Automakers tell Trump “climate change is real” (but do they believe it?)

A couple of weeks ago, we wrote about the auto industry’s uncanny ability to speak from both sides of its mouth when talking about emissions regulations.

To the public, automakers proudly state that they’re doing everything they can to develop attractive, affordable, zero-emission cars that cut greenhouse gasses and slow the pace of global warming. In closed-door meetings with regulators, however, those same companies talk about bottom lines and how efficiency rules set by the Obama administration will make building cars less profitable in the coming years.

Well, earlier this month, there was an interesting twist in that narrative: automakers wrote the White House and urged officials to work closely with the state of California when and if (but mostly when) they decide to amend emissions rules for vehicles built between 2022 and 2025. Bloomberg reports:

The plea came in a May 3 letter to the White House’s Office of Management and Budget from the Alliance of Automobile Manufacturers, the industry’s leading trade group. It said carmakers “strongly support” continued alignment between federal mileage standards and those set by California. General Motors Co.Ford Motor Co.Daimler AG and nine other carmakers are members of the Alliance.

“Automakers remain committed to increasing fuel efficiency requirements, which yield everyday fuel savings for consumers while also reducing emissions — because climate change is real and we have a continuing role in reducing greenhouse gases and improving fuel efficiency,” David Schwietert, executive vice president of federal government relations at the Alliance, wrote in the letter, which was made public Monday.

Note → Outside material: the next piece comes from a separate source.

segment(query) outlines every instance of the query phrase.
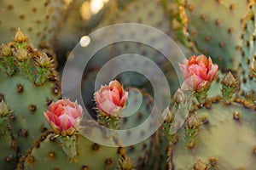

Did CEOs change their tune? Are they fully on the environmental train?

Not really.

To be fair, (a) this letter was a public document, meaning that the automakers needed to present an especially eco-conscious front, and (b) their plea isn’t so much about the importance of staying the course on climate change than about creating a nationwide system of regulations.

Remember: California has the ability to set its own emissions rules, and many other states follow those benchmarks. If California follows through on its vow to maintain Obama-era rules regardless of rollbacks instituted by the EPA, automakers could have to build cars to different specifications, depending on where the cars are to be sold. Nobody wants that, right?

“Operating under two or three sets of regulations would be inefficient and disrupt a period of rapid innovation in the auto industry,” Schwietert wrote, adding that fractured rules could have negative consequences for the roughly 7 million people employed directly or indirectly by the American auto industry.

A joint proposal for revised mileage targets from the Environmental Protection Agency and National Highway Traffic Safety Administration is still in the works and could be released by late May or early June. A leaked draft of the proposal, led by the NHTSA, recommended freezing mileage requirements at a 37-miles-per-gallon fleet average from 2020 through 2026 instead of increasing each year to eventually reach about 50 miles per gallon.

In addition to voicing support for annual gains in efficiency requirements, the Alliance asked the White House to consider ways to keep California at the table, including extending the so-called national program of rules beyond 2025 and updating efficiency credit mechanisms.